Daily Calorie Goal: 1200 or less
Total calories eaten today: Over 2000 (I counted until 5:00, then went grocery shopping. Nearly always a free-for-all, unfortunately.)
And why does this have to be???
When I do find a spare minute to restock the food stores at home, I ALWAYS shop with a very detailed, very specific list. It's an extremely rare occurrence when I put something in the HellMart cart that isn't on my list. I am a very conscientious, very careful food shopper. Plain and simple: I don't go nuts buying crap food!
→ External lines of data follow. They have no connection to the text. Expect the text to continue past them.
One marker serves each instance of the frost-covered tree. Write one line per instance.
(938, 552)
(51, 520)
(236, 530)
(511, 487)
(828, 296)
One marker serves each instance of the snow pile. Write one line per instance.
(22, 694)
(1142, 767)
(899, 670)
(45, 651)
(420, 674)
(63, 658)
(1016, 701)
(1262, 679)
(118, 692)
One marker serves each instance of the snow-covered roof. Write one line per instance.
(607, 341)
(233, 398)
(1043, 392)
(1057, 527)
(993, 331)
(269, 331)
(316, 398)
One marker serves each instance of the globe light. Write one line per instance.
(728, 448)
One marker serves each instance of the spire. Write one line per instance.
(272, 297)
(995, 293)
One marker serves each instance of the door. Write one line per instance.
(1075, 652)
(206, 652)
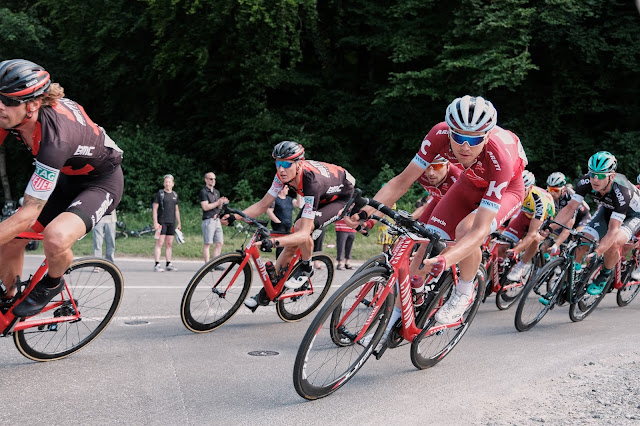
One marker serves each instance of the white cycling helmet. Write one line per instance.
(556, 179)
(528, 178)
(474, 114)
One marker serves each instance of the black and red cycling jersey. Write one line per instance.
(67, 141)
(501, 161)
(321, 184)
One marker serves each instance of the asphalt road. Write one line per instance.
(157, 372)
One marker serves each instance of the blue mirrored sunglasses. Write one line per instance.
(283, 164)
(461, 139)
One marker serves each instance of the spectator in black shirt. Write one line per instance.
(211, 203)
(166, 219)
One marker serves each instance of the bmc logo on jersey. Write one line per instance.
(497, 189)
(84, 150)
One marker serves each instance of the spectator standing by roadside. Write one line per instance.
(211, 203)
(345, 235)
(281, 213)
(105, 230)
(166, 219)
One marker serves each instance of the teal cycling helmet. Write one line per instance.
(528, 178)
(556, 179)
(603, 162)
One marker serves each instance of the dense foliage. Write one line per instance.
(187, 86)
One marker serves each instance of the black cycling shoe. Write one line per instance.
(37, 299)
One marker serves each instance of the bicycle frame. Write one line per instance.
(251, 252)
(9, 323)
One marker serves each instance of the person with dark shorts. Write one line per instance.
(211, 203)
(77, 177)
(166, 219)
(325, 189)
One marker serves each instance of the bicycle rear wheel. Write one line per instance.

As I go up and down the aisles, I am looking for organic, 100% whole grain, naturally-sweetened (if sweetened at all), fresh produce, low or fat-free dairy, and diet-lean meats. In other words, I shop for the entire family the same way I'm trying to eat all day on my diet.
So, why would a trip to the Looney-Zoo cause me to binge???
Simple. It's because I love to eat. And when the cupboards are chock-full with new food, all fresh and enticing and yummy... I eat a whole bunch of different things the minute the bags are unpacked.
This is somewhat of a ritual for me. It's lame, I admit it. But it's also something I kind of look forward to, especially since I try to limit myself to two big food-shopping trips per month.
Just think of it as one of many, many, many, many, many, many, many ways I try to justify rampant calorie-consumption. It's always "I deserve it!" or "I counted every calorie up to this point, so I should get a treat!"
I know, I'm pathetic. And a big, bogus loser.
And now, my tribute to the "People of HellMart":
|Who dresses this woman?!|
|She couldn't have FORGOTTEN PANTS. Or could she?!|
|Ah, true love in bloom. SCARY.|
|So wrong, I have NO WORDS.|
|Sheila of the Jungle. RAWR.|
|Another chick who simply forgot pants.|
|I just threw up in my mouth a little bit.|
|I have never understood belly shirts on over-weight people. CALL ME CRAZY!|
OK, so I look at these photos and I feel a LITTLE less terrible about binging on my fresh French rolls and raspberries. I'm just sayin'.